しかし、戦後のモノ不足を経験し、生来の工夫好きでもあったこの国の人々は、これに対抗するために多くの工夫を重ね、多くの省エネ・新エネ技術を開発したのでした。タップリ時間のある人は、1週間くらい大きな図書館に通い、その頃の新聞記事を丁寧にスキャンすれば、多くの有用な情報やキーワードが見つかるはずです。国もサンシャイン計画やその後のムーンライト計画に、どれほどの税金が注ぎ込まれたかを考えると、その頃の成果をお蔵入りにさせるのは、その税金をドブに捨てるに等しいと思うのです。これらのプロジェクトから生まれた開発技術の中からは、太陽光発電の様に日の目を見た技術ももちろんありますが、多くは報告書やその試作品の製作程度で終わってしまったものも多い筈です。少し思い出すだけでも、風力発電、太陽熱発電、光触媒による水分解(水素発生)、潮汐発電、濃度差発電、熱電素子、波浪発電、小水力利用、バイオマス利用技術、パッシブ冷暖房住宅、地熱利用技術などなど、枚挙にいとまがありません。

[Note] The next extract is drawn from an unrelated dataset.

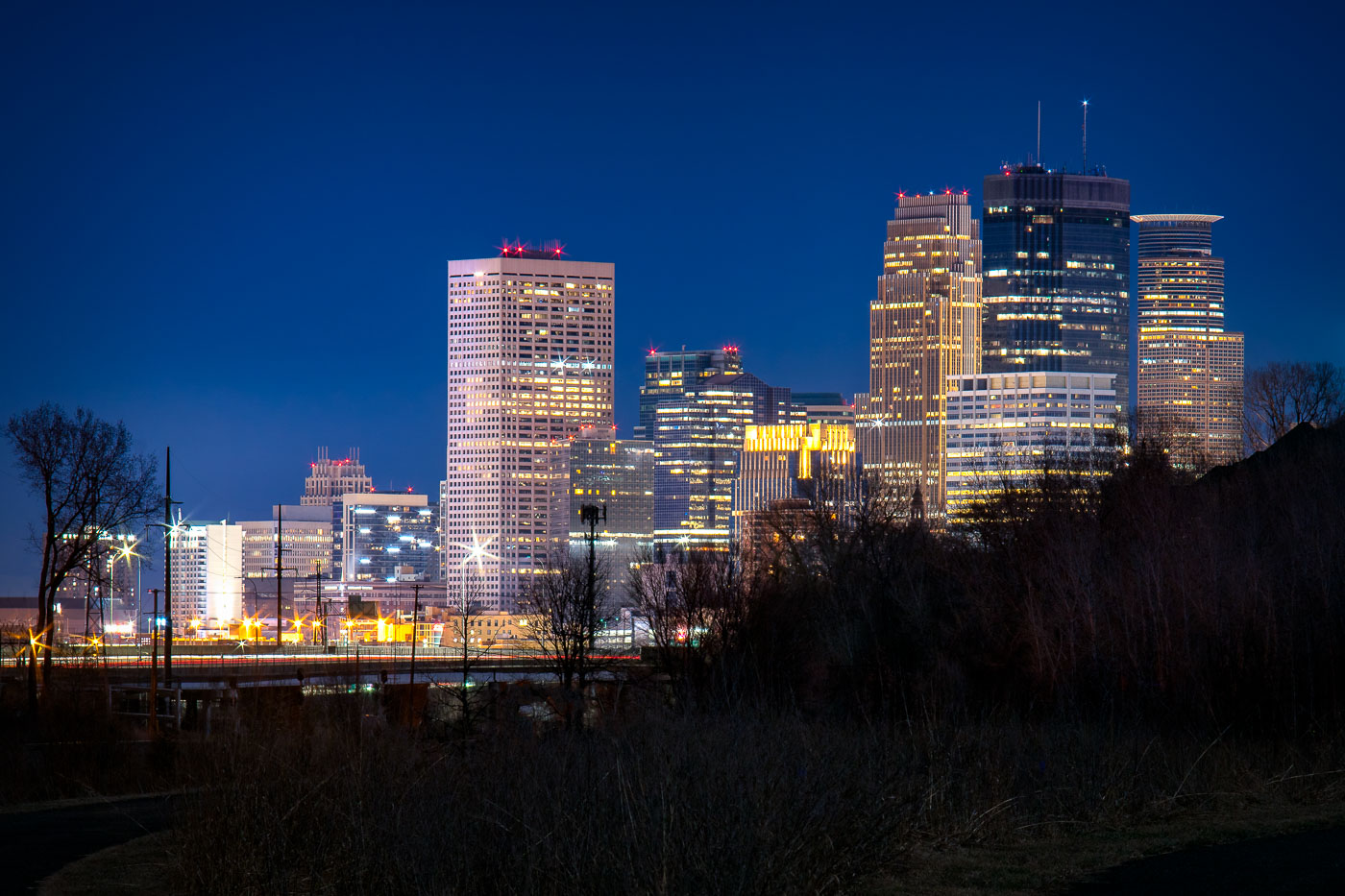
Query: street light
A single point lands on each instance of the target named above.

最近これらの技術の再発掘やバージョンアップが、ボチボチ始まってはいますが、まだ限定的です。とりわけ、太陽光の直接利用(紫外光=エネルギーや光合成など、可視光=昼光利用など、赤外光=熱利用など)、とりわけ太陽光+光触媒による水素発生技術、さらにはバイオマスの高度利用については、優先度を上げた開発の加速が必須です。これらのアイデアを報道した新聞記事から、その特許公報や論文などに当たれば、今の技術を組み合わせて、比較的短期間で実用化することは十分可能でしょう。もちろんその頃の特許権などはとうの昔に切れていますので、まったくフリーで使えるでしょう。